Ancak Rusya ve Çin, bazı değerlendirmeler ve Taliban'ın mantıklı davranışının devam etmesi nedeniyle grubu tanıyacaklarını söylediler. Çin ve Rusya, IŞİD'in Afganistan'da yayılmasından derin endişe duyuyor ve IŞİD'e karşı durabilecek ve IŞİD'in yayılmasını önleyebilecek tek grubun Taliban olduğuna inanıyor.

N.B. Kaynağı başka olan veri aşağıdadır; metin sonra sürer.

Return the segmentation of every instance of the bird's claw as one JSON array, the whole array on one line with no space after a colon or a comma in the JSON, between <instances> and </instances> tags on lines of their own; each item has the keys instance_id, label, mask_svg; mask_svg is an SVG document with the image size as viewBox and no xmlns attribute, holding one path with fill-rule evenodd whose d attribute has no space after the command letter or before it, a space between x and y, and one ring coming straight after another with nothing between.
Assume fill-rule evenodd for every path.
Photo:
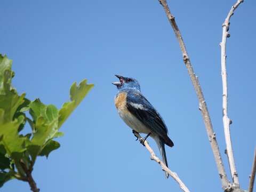
<instances>
[{"instance_id":1,"label":"bird's claw","mask_svg":"<svg viewBox=\"0 0 256 192\"><path fill-rule=\"evenodd\" d=\"M138 134L139 133L134 130L132 130L132 133L133 133L133 134L137 138L135 141L138 141L138 140L139 139L139 137L137 136L137 134Z\"/></svg>"},{"instance_id":2,"label":"bird's claw","mask_svg":"<svg viewBox=\"0 0 256 192\"><path fill-rule=\"evenodd\" d=\"M145 146L145 145L144 144L144 143L145 142L145 141L146 141L146 139L145 138L140 138L140 142L142 144L142 145L143 146Z\"/></svg>"}]
</instances>

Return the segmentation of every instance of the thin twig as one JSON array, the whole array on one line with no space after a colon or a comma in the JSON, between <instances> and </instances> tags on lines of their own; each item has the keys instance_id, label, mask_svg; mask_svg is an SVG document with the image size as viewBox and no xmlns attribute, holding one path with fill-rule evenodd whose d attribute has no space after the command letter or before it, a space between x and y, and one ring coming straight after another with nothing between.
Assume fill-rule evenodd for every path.
<instances>
[{"instance_id":1,"label":"thin twig","mask_svg":"<svg viewBox=\"0 0 256 192\"><path fill-rule=\"evenodd\" d=\"M255 174L256 173L256 148L254 150L254 157L253 158L253 163L252 163L252 173L250 177L249 188L248 192L253 191L253 185L254 183Z\"/></svg>"},{"instance_id":2,"label":"thin twig","mask_svg":"<svg viewBox=\"0 0 256 192\"><path fill-rule=\"evenodd\" d=\"M36 183L32 177L31 171L29 170L26 165L21 161L20 162L20 165L26 173L26 180L30 186L31 190L33 192L39 192L40 189L36 187Z\"/></svg>"},{"instance_id":3,"label":"thin twig","mask_svg":"<svg viewBox=\"0 0 256 192\"><path fill-rule=\"evenodd\" d=\"M182 39L181 34L180 32L177 24L175 21L174 17L171 13L169 7L166 0L158 0L160 4L164 8L166 17L172 26L176 37L178 39L180 49L181 50L183 57L183 60L185 63L186 67L188 69L188 72L193 84L194 87L196 91L196 95L199 100L199 109L201 111L204 124L206 129L208 137L214 156L215 161L219 172L220 179L221 180L222 187L225 191L230 190L231 186L227 178L227 174L223 165L222 160L220 155L220 150L216 140L216 135L212 128L212 123L210 117L209 113L207 108L206 103L204 100L204 95L202 91L200 84L197 77L194 72L190 60L188 57L185 45Z\"/></svg>"},{"instance_id":4,"label":"thin twig","mask_svg":"<svg viewBox=\"0 0 256 192\"><path fill-rule=\"evenodd\" d=\"M235 165L232 144L231 142L230 133L229 125L231 123L231 120L228 116L228 83L227 79L227 70L226 67L226 44L227 38L230 37L228 31L229 28L229 20L234 14L234 11L237 8L239 5L243 2L243 0L238 0L236 3L232 6L227 18L222 24L222 39L220 45L221 48L221 77L222 78L222 119L224 127L224 133L225 135L226 144L227 145L227 155L228 156L229 168L230 169L232 179L235 187L239 188L238 175Z\"/></svg>"},{"instance_id":5,"label":"thin twig","mask_svg":"<svg viewBox=\"0 0 256 192\"><path fill-rule=\"evenodd\" d=\"M137 132L134 132L133 134L135 135L139 140L142 139L141 136L140 136L140 134ZM189 190L187 188L184 183L181 181L181 180L179 178L177 174L174 172L171 171L166 165L165 164L160 160L160 159L157 157L155 153L154 152L152 148L149 146L148 145L148 141L145 140L144 143L143 143L143 145L146 147L147 149L149 151L151 156L150 159L151 160L154 160L156 162L158 163L160 165L162 166L162 169L163 171L164 171L168 173L168 174L171 175L171 177L173 178L179 185L180 188L184 191L184 192L189 192Z\"/></svg>"}]
</instances>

Ancak bu arada İran İslam Cumhuriyeti'nin rolünden ve politikasından da bahsetmemiz gerekiyor. İran, Afganistan'da güvensizlik ve iç savaşın yayılmasına şiddetle karşı çıkıyor. Afganistan'daki herhangi yaygın güvensizlik İran için çok sayıda siyasi, güvenlik, kültürel ve ekonomik sonuçlara yol açacaktır. Afganistan içindeki tüm aktörler ve Amerikalılar tarafından yönetilen yabancı aktörler, Taliban ile müzakere etmeyi kabul ettiğinde, İran tek başına müzakere sürecine karşı çıkamadı. Ancak ABD'nin kesin bir sonuca varacağı tek taraflı görüşmeleri kabul etmeyeceğini belirtti. Afganistan içindeki gelişmeleri ve tüm akımların barış süreciyle mutabık kaldığını gören İran, işbirliği yapmaktan başka çaresi kalmamıştı ve bu nedenle Tahran'da Afganlar arası gerçek görüşmeleri başlatmaya çalıştı. Ancak ABD, Taliban'a toprakları ele geçirmesi için yeşil ışık yaktı ve onlara neredeyse hiçbir muhalefetle karşılaşmaması için 7 bin Taliban mahkumunun serbest bırakılması da dahil olmak üzere birçok taviz verdi. Aslında Amerikalıların amacı iki kutuplu bir atmosfer kurarak bir iç savaş yaratmaktı ama İran bu atmosferi yöneterek Amerikalıların yarattığı bataklığa düşmemeye çalıştı. Aynı zamanda İran, diğer etnik ve siyasi grupların katılımıyla Afganistan'da nispeten kapsayıcı ve güvenli bir hükümet kurmaya Taliban'ı ikna etmeye çalışıyor.